Tuesday, October 25, 2011

Recap Roundup: Top Chef Just Desserts 2.9

Picktainment on the challenge: "Anyways, the chefs will be creating a dessert inspired by an international cuisine. Chris picks France, Orlando picks Spain, Matthew takes Italian, and Sally (who worked in Miami for a while) picks Cuba. They must create a dessert that looks like an iconic savory dish from one their country."

TWOP on culinary icons: "The chefs all look like they want to die as Gail adds that they have a whole panel of chefs waiting to judge their dessert on increasingly bizarre unattainable and constantly shifting standards. Orlando is in an extra tizzy because his culinary icon Iron Chef Cat Cora is on the panel! He is obviously totally reading that off a teleprompter because NO ONE has Iron Chef Cat Cora as a culinary icon."

CultureMob on Johnny needs a drink: "Johnny shows up in the kitchen, and you know that he’s pissed Gail didn’t tell him about drinks in time for him to get out of this. He immediately starts taking it out on the chefs, shooting down Chris’ idea to make his dessert look like beef wellington with a terse 'Isn’t beef wellington English?' A quick Wikipedia search reveals that no one’s really sure where it comes from, but I’ll go with Johnny on this. Johnny is more accepting of Matthew’s idea to re-create manicotti, which is undisputedly Italian, so instead goes the old 'man, you must be feeling a LOT of PRESSURE! Do you think you’re going to be in the finale? DO YOU??' route. He also can’t shoot Orlando’s paella idea down, so he continues his tour of terror and asks Orlando who he’s threatened by, forcing Orlando to contemplate everyone else’s dish instead of his own.
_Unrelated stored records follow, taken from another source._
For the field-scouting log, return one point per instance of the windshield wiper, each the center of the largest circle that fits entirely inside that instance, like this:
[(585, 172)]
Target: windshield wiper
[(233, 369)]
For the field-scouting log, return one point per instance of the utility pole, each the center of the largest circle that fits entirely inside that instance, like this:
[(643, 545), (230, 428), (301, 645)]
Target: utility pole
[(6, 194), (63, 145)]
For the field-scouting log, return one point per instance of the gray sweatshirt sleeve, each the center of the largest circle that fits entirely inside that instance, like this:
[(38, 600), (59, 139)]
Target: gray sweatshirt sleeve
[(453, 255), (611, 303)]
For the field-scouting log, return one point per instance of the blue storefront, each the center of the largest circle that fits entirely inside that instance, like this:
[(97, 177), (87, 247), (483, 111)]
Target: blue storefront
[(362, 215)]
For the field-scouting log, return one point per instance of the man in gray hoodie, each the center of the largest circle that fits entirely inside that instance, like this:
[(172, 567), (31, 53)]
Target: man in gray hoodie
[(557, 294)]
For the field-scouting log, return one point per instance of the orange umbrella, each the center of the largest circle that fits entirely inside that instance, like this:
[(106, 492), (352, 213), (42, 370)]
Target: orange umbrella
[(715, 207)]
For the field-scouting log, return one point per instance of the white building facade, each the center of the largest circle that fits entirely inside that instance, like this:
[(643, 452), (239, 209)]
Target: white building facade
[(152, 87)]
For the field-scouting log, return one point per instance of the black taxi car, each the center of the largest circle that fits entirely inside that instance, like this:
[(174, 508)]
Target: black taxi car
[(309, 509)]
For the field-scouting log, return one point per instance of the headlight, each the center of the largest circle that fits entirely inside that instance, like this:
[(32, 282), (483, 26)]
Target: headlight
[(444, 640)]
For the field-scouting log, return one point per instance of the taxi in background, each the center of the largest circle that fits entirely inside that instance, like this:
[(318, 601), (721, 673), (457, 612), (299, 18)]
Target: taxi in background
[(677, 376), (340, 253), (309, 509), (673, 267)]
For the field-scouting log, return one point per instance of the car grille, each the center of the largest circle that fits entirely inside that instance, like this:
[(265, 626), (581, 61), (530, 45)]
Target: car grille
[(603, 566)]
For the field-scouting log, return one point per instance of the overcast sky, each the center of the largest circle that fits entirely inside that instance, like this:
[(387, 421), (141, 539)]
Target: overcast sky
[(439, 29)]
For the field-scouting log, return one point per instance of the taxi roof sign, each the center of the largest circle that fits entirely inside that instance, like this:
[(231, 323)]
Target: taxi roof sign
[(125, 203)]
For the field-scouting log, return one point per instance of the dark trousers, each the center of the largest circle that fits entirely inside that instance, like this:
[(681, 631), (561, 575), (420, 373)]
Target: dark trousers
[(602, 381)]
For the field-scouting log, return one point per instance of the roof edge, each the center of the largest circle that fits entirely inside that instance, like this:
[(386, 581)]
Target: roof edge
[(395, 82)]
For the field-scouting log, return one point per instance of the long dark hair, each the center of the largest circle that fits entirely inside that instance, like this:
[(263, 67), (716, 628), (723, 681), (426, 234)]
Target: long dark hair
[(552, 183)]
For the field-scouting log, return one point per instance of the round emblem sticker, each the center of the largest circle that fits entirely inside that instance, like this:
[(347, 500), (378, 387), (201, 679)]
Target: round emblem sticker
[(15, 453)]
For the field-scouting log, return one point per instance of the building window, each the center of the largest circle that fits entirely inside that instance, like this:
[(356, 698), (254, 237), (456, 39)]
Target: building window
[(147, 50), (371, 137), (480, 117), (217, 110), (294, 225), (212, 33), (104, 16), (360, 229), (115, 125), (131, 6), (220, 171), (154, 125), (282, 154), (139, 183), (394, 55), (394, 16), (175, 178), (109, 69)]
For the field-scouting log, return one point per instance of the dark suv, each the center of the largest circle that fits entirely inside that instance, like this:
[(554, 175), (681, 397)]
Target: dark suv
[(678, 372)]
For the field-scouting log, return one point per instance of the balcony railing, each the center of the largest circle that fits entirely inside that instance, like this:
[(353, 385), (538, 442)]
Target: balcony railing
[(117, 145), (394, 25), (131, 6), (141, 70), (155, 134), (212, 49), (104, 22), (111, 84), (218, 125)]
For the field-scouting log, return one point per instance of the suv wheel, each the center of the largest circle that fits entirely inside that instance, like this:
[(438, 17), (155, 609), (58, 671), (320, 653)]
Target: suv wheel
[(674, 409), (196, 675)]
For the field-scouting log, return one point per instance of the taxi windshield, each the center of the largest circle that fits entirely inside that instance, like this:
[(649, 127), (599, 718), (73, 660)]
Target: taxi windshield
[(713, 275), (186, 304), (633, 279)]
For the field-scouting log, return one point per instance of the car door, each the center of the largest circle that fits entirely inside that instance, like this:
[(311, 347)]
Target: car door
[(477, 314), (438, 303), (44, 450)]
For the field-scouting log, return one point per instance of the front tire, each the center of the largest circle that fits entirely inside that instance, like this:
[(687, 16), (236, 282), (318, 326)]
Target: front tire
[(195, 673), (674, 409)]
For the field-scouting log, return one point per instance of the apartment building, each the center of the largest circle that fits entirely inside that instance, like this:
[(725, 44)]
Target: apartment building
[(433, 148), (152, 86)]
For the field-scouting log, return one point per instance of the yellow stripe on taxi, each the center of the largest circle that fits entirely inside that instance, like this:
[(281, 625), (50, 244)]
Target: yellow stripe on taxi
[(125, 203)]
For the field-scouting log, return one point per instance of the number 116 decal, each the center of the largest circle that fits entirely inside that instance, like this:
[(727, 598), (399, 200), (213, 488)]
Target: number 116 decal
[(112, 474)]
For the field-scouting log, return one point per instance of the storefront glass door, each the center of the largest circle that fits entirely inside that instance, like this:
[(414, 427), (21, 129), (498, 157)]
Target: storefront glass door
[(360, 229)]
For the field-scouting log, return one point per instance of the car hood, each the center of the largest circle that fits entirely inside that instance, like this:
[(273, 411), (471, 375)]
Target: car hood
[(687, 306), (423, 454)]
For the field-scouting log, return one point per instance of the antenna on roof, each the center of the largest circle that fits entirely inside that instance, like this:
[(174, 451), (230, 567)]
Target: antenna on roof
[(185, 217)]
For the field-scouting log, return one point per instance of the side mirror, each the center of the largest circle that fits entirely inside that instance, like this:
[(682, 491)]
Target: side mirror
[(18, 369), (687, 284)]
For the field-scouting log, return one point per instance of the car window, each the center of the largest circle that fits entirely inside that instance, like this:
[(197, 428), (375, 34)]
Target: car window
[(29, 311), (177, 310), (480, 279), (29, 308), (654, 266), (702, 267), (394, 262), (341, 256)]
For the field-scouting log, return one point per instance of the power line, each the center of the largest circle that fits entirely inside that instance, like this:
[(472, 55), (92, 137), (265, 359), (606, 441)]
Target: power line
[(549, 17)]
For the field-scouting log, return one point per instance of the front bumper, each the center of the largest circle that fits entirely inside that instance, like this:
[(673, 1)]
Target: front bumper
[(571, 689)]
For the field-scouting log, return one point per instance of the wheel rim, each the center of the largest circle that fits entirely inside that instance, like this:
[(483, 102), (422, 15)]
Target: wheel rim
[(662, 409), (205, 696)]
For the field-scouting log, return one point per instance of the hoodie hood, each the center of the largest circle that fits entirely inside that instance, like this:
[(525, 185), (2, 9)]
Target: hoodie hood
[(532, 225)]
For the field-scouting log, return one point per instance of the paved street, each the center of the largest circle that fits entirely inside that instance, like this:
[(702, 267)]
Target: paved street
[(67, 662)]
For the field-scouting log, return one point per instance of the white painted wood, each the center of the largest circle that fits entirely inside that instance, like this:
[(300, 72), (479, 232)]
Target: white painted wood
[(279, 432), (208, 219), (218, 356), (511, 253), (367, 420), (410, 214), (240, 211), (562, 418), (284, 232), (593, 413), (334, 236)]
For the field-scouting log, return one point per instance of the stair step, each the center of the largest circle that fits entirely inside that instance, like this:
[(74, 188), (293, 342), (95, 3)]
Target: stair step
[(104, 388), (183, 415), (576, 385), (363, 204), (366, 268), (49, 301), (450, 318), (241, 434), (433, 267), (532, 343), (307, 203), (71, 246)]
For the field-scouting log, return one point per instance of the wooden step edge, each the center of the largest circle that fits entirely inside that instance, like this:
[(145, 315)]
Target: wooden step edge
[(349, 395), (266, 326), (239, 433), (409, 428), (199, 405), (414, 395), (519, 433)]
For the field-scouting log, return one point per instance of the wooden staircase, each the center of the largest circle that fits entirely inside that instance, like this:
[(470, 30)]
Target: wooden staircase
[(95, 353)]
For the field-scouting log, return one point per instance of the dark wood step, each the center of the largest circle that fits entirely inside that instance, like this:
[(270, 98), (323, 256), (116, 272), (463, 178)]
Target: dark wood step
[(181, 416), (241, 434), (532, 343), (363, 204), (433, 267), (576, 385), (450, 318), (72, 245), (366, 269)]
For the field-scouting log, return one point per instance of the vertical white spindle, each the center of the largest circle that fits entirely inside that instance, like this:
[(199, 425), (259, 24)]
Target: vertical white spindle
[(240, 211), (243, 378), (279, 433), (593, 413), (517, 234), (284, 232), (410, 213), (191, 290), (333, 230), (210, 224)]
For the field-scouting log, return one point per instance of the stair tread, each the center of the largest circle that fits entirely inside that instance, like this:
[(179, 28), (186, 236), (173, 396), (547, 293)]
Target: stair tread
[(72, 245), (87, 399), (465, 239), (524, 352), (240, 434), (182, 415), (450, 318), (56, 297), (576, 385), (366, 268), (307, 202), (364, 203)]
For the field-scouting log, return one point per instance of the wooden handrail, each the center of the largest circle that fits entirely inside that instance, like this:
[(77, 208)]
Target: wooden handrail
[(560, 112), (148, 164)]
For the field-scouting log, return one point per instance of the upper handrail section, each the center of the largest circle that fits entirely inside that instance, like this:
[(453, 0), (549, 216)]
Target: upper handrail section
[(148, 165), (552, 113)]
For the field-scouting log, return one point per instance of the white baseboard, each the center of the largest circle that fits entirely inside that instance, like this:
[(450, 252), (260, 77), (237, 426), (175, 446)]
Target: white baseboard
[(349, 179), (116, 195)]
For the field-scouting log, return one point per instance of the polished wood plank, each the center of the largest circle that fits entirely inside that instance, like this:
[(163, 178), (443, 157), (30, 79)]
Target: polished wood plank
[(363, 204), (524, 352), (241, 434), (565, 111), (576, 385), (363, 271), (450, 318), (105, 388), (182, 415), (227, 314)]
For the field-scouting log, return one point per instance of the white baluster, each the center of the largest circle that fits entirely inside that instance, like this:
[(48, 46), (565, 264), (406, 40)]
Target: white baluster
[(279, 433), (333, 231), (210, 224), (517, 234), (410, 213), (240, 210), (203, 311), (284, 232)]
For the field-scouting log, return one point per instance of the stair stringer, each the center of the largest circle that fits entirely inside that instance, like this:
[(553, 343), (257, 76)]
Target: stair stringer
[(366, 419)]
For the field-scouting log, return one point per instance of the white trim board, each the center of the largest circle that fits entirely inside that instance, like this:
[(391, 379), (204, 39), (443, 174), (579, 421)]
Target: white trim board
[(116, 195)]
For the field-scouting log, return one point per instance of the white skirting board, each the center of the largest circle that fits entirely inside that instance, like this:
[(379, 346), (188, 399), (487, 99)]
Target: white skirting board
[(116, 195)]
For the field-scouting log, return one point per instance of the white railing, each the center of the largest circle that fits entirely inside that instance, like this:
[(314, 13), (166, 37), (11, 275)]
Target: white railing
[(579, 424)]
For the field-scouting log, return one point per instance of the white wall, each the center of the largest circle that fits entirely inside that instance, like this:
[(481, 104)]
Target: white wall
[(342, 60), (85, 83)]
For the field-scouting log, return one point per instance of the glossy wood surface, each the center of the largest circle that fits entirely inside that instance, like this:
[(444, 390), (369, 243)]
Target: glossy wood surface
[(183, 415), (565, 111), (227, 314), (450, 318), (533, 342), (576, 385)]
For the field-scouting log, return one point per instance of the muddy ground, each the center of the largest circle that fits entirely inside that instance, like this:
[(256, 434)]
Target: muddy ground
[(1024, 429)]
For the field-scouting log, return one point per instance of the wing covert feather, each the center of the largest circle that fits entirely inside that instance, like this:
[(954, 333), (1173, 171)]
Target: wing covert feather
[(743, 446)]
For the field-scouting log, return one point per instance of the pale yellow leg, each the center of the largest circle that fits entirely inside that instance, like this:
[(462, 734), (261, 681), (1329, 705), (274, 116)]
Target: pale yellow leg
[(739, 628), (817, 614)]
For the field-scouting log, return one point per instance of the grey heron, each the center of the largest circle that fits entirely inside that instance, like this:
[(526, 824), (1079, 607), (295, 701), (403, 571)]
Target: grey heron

Insidious, Iuzzini. Sally’s up, and when she reveals that she hasn’t decided which route to go down yet, Johnny pounces. 'Are you tired? Are you stressed out?' he asks, clearly hoping to incite a nervous breakdown. 'Tell me what you’re going to do right…' he pauses, '…to make sure your dessert is better than anyone else’s.' Johnny’s a good mean girl. 'You don’t even have a plan!' he states, relentlessly. 'You’ve only got an hour and a half left!' Don’t keep Johnny away from the cocktails again, Gail. He gets angry."

Eater on "salads": "Sally’s Cuban sandwich is awfully impressive looking, especially for being so indecisive for most of the challenge. Cream cheese and pineapple makes us think of things our grandmothers made with Jell-O and canned fruit cocktail (heavy syrup, of course). We gag a bit at the thought of the combination, but the judges mustn’t have had such a grandmother and thus no such association — so they dig it okay."

Jordan Baker on winning: "They call the chefs back, and Cat announces that the winner of this challenge is… Sally. Boooo. She’s happy to have finally won a challenge. Matthew gently and handsomely says 'I knew it was you' and hugs her. Oh, god, I bet his hugs are so good. I bet they’re like wearing a Snuggie made of cotton candy and dreams."